There is some time-dialation going on. I’ll explain it eventually. We’re almost to the point where I can start talking about that. Suffice it to say that there’s a mix of both actual slowing of the aging process and relative time going on, depending on the individual. Very few are actually immortal, but it depends on which definition of immortal you mean:
Doesn’t age, but can be killed by conventional means. (You’ve seen some of these in the cosmere, but I’ll leave you to discuss who.)
Heals from wounds, but still ages. (Knights Radiant with Stormlight are like this.)
Reborn when killed. (The Heralds.)
Doesn’t age and can heal, but dependent upon magic to stay this way, and so have distinct weakness to be exploited. (The Lord Ruler, among others.)
Hive beings who are constantly losing individual members, but maintaining a persistent personality spread across all of them, immortal in that as long as too much of the hive isn’t wiped out, the personality can persist. (The sleepless.)
Bits of sapient magic, eternal and endless, though the personality can be “destroyed” in specific ways. (Seons. Spren. Nightblood. Cognitive Shadows, like a certain character from Scadrial.)
Shards (Really just a supercharged version of the previous category.)
And then, of course, there’s Hoid. I’m not going to say which category, if any, he’s in.
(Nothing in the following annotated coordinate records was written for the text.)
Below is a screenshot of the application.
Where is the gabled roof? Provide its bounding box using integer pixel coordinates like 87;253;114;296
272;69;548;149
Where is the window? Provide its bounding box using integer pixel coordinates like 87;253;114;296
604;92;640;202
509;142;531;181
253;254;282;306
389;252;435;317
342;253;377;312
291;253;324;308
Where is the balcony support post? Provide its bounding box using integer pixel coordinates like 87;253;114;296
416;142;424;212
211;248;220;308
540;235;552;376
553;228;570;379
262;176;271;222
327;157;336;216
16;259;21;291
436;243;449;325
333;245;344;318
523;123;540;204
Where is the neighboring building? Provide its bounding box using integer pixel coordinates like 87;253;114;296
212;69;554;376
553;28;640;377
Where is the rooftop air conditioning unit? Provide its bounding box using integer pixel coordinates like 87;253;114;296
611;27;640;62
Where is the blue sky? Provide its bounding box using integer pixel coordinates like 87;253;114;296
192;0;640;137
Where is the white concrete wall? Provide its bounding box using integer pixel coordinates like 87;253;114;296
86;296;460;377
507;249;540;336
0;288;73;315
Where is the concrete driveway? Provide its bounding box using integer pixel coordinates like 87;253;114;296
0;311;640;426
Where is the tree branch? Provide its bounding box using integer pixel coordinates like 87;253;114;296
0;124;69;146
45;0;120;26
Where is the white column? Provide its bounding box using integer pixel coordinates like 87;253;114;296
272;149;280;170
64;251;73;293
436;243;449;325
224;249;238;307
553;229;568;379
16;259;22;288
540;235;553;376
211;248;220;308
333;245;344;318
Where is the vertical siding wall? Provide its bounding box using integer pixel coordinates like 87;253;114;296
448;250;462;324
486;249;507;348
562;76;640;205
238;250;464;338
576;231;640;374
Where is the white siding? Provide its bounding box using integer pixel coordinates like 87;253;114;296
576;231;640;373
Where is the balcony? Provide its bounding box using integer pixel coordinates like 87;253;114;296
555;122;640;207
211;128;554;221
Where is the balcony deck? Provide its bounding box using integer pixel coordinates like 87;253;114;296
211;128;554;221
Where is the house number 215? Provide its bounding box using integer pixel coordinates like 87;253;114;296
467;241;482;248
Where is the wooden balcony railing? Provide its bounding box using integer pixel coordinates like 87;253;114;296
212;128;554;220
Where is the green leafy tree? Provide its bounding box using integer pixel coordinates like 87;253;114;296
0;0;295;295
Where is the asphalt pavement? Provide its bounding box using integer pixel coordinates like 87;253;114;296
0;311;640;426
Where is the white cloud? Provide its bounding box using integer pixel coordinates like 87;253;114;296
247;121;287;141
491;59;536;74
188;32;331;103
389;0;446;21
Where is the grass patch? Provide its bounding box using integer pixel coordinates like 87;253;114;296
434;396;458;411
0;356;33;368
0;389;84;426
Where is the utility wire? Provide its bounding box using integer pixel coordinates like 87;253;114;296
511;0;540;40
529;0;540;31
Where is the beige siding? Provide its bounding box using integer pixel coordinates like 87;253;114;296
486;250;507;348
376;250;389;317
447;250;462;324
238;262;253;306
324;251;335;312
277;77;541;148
Some of these blend together–the Heralds, for example, are technically a variety of cognitive shadow. I’m not saying each of these categories above are distinct, intended to be the end-all definitions. They’re off the cuff groupings I made to explain a point: immortality is a theme of the cosmere works. At its core, it’s a series of experiments on what happens when humans are given the power of deity.